L’image de la jeune fille rousse lui revint en tête. Comment s’appelait-elle ? Il se réjouissait de le lui demander. Mais il avait peur aussi que cela casse le mythe, la fascination qu’il avait pour elle depuis l’autre jour.
Est-ce que ce serait la bonne, cette fois ? Est-ce qu’elle, il réussirait à l’aimer ?
Une voiture passa, dont les phares éclairèrent le plafond.
Thomas sursauta. Pendant un instant, il fixa la lumière qui s’effaçait et eut la pensée un peu idiote qu’elle était apparue juste pour lui répondre. Il resta là, sans bouger, comme hypnotisé par cette vision. Alors, il réessaya :
Est-ce qu’elle aussi, elle pense à moi ?
Une voiture passa ! Thomas sentit monter une étrange excitation en lui. Alors, elle pensait à lui ! Il fallait absolument qu’il la rappelle. Oui, il l’appellerait demain.
Est-ce qu’elle m’aime ?
Pas de voiture. Bien sûr, il était trop tôt encore…

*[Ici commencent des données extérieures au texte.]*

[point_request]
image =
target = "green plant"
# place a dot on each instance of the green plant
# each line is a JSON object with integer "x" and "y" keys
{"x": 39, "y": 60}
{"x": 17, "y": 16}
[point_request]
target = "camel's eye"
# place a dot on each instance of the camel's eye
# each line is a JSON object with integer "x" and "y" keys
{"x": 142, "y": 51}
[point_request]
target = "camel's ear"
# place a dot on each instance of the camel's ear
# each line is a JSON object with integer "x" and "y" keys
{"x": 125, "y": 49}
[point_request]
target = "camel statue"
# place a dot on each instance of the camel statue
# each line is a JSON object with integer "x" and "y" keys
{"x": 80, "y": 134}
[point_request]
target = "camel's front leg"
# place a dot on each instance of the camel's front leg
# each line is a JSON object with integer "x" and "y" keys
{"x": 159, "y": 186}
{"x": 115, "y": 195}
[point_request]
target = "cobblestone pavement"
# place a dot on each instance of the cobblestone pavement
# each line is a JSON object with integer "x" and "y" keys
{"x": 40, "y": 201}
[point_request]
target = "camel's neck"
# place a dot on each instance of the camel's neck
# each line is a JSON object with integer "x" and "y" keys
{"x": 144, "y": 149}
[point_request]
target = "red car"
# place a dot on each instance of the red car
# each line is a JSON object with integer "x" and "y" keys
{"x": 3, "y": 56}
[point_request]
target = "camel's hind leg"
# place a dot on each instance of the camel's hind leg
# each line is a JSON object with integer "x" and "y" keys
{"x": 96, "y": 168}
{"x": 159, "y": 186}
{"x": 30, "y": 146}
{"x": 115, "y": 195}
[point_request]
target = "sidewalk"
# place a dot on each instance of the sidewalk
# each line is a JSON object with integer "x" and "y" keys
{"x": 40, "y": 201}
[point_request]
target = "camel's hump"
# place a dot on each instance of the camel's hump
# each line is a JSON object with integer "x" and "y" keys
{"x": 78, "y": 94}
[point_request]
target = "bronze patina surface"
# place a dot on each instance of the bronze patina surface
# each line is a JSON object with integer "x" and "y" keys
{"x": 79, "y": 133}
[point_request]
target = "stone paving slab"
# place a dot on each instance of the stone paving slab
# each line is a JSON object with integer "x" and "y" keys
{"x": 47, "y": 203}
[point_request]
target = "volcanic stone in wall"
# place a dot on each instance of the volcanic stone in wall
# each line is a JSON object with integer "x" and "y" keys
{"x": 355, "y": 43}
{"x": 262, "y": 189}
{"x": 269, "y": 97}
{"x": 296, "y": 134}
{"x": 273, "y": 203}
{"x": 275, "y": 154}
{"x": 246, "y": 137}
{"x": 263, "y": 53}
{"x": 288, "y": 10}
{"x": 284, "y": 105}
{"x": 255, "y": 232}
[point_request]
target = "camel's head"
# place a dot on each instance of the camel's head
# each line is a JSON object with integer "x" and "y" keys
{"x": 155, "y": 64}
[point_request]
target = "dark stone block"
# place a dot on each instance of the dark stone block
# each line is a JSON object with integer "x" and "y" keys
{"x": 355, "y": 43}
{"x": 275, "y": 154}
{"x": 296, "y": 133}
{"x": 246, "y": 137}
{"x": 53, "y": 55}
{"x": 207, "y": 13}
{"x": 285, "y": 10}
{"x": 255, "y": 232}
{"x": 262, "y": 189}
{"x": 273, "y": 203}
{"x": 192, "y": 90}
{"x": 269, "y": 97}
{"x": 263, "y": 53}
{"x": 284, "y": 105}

Est-ce que la vie a un sens ?
Pas de voiture. Haha, ce serait trop facile… Il ne faut poser que des questions qui ne concernent que nous…
Est-ce que je vais reparler un jour à mes parents ?
Une voiture passa. Thomas soupira.
Est-ce que mes parents pensent à moi ?
Une voiture passa.
Est-ce que…
Il ne put finir cette question-là. Une autre lui vint :
Est-ce que je vais réussir à dormir ?
Pas de voiture.
Est-ce que j’ai fait les bons choix ?
Pas de voiture. Bien sûr, il n’y a pas de bons choix, que des choix à faire. Il regarda la jeune fille aux cheveux châtains, à côté de lui.
Est-ce qu’elle va m’en vouloir, si je pars ?
Une voiture passa.
Est-ce que je peux partir quand même ?
Une voiture passa.
Je suis désolé…
Alors, dans l’obscurité, Thomas ramassa ses habits, et, sans faire de bruit, il les enfila. En quittant la chambre, il jeta un dernier regard sur cette jeune fille qui se réveillerait seule le lendemain matin. Il avait honte, parce qu’il ne se sentait même pas véritablement coupable. Pourtant, elle n’avait rien fait de mal… Rien fait de faux… C’est lui, qui était faux.
Il détourna son regard et sortit dans la nuit.